Anna Christy certainly has the vocal fireworks needed to carry off this highflying role. She is not the usual chirpy coloratura soprano that you expect. Instead, she has a voice with touch of a lyric soprano’s sound, which serves her well in the more serious parts, such as her touching arias in both acts. She is tomboyish but doesn’t exaggerate.
Phyllis Pancella appears to be playing two different Marquise s. In the first act, she is the more traditional buffoonish character you would expect as she hangs comically out of her carriage. However, in the second act, we see an elegant woman who is torn and devastated by her situation.
Mezzo-soprano Judith Christin doesn’t have a note to sing as the overstuffed Baroness of Krakenthorp but she steals the scene from the moment of her grand entrance to the swoop of her exit. Looking like a monument of herself, she barks out her lines with an imperious air and a voice that descends into basso profundo territory. She delivers a masterful performance.

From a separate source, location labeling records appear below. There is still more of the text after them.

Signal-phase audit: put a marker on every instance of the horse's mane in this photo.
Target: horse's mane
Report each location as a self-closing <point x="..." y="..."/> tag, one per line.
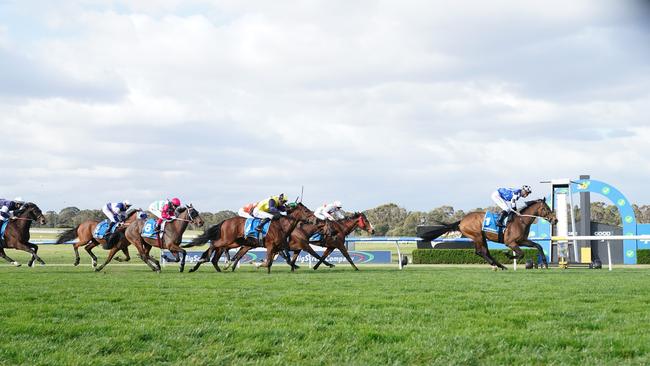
<point x="131" y="211"/>
<point x="25" y="207"/>
<point x="529" y="204"/>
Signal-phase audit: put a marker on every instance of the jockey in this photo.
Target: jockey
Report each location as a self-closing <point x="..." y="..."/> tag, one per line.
<point x="7" y="208"/>
<point x="506" y="199"/>
<point x="269" y="208"/>
<point x="330" y="211"/>
<point x="165" y="210"/>
<point x="116" y="212"/>
<point x="247" y="211"/>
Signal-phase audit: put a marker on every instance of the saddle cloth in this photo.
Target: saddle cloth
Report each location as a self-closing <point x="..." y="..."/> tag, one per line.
<point x="149" y="229"/>
<point x="490" y="222"/>
<point x="101" y="230"/>
<point x="251" y="225"/>
<point x="3" y="228"/>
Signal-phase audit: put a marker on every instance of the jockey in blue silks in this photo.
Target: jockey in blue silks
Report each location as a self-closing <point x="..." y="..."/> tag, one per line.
<point x="506" y="199"/>
<point x="7" y="208"/>
<point x="116" y="212"/>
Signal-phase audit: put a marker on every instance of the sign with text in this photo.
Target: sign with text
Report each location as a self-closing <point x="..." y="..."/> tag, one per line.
<point x="258" y="255"/>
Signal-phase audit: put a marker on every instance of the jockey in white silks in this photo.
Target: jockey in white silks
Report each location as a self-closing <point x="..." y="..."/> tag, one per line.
<point x="331" y="211"/>
<point x="247" y="211"/>
<point x="116" y="212"/>
<point x="506" y="199"/>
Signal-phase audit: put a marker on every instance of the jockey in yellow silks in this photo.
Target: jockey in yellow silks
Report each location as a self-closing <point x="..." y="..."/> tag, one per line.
<point x="269" y="208"/>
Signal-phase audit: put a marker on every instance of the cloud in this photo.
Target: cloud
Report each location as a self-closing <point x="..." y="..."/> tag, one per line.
<point x="226" y="102"/>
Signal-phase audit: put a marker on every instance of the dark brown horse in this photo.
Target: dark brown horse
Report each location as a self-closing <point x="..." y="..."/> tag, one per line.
<point x="299" y="238"/>
<point x="171" y="240"/>
<point x="84" y="232"/>
<point x="230" y="234"/>
<point x="343" y="227"/>
<point x="514" y="236"/>
<point x="17" y="233"/>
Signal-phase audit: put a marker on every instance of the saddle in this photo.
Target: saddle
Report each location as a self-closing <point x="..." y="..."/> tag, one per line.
<point x="490" y="224"/>
<point x="251" y="232"/>
<point x="101" y="230"/>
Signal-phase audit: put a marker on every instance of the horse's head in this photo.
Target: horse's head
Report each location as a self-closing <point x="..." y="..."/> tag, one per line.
<point x="363" y="223"/>
<point x="30" y="211"/>
<point x="540" y="208"/>
<point x="193" y="215"/>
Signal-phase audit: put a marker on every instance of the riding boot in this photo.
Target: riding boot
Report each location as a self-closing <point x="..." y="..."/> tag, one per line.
<point x="501" y="219"/>
<point x="110" y="229"/>
<point x="261" y="225"/>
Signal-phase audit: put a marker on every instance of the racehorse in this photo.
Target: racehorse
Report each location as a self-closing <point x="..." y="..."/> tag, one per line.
<point x="171" y="239"/>
<point x="84" y="232"/>
<point x="229" y="234"/>
<point x="343" y="227"/>
<point x="515" y="234"/>
<point x="298" y="240"/>
<point x="17" y="233"/>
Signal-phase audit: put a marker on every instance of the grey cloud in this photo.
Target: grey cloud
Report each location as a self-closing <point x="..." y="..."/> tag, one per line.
<point x="23" y="77"/>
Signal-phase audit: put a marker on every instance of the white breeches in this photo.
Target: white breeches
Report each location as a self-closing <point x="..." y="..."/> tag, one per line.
<point x="108" y="214"/>
<point x="503" y="204"/>
<point x="261" y="214"/>
<point x="244" y="214"/>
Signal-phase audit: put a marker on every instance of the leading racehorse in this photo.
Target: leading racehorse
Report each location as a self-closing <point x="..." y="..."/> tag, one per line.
<point x="514" y="236"/>
<point x="229" y="234"/>
<point x="17" y="233"/>
<point x="171" y="240"/>
<point x="84" y="232"/>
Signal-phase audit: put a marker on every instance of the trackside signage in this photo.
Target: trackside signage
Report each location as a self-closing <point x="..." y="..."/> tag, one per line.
<point x="257" y="255"/>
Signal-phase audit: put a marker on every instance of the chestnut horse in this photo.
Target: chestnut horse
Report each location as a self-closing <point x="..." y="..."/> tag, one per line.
<point x="343" y="227"/>
<point x="84" y="232"/>
<point x="515" y="234"/>
<point x="17" y="233"/>
<point x="229" y="234"/>
<point x="171" y="239"/>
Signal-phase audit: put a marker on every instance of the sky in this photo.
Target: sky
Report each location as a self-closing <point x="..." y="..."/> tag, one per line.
<point x="221" y="103"/>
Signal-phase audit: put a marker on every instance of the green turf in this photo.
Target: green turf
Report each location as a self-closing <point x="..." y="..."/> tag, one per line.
<point x="380" y="315"/>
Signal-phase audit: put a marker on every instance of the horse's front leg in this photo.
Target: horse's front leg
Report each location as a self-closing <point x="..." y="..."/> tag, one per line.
<point x="540" y="251"/>
<point x="4" y="256"/>
<point x="33" y="249"/>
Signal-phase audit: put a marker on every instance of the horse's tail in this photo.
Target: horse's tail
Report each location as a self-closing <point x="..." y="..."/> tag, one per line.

The set offers a stark a contrast to the two halves of Marie’s life. In the first act, it is a pile of precariously balanced furniture, and whatever else that could be found, haphazardly thrown together to act as a barricade against the invaders. Pure chaos. The second act is the Berkenfeld mansion: cool, ridged, and as formal as the bereft Marquise.
This opera is pure comedy and doesn’t explore any of the profundities life. True, the Marquise learns, almost too late, that it is better to own up to your mistakes than to try to hide them, and steadfast true love does triumph in the end. But, this production takes the opera at face value and delivers a lighthearted comedy.
The production gives a few belly laughs and keeps the audience smiling throughout. Add to that some wonderful singing and you have a delightful evening of opera.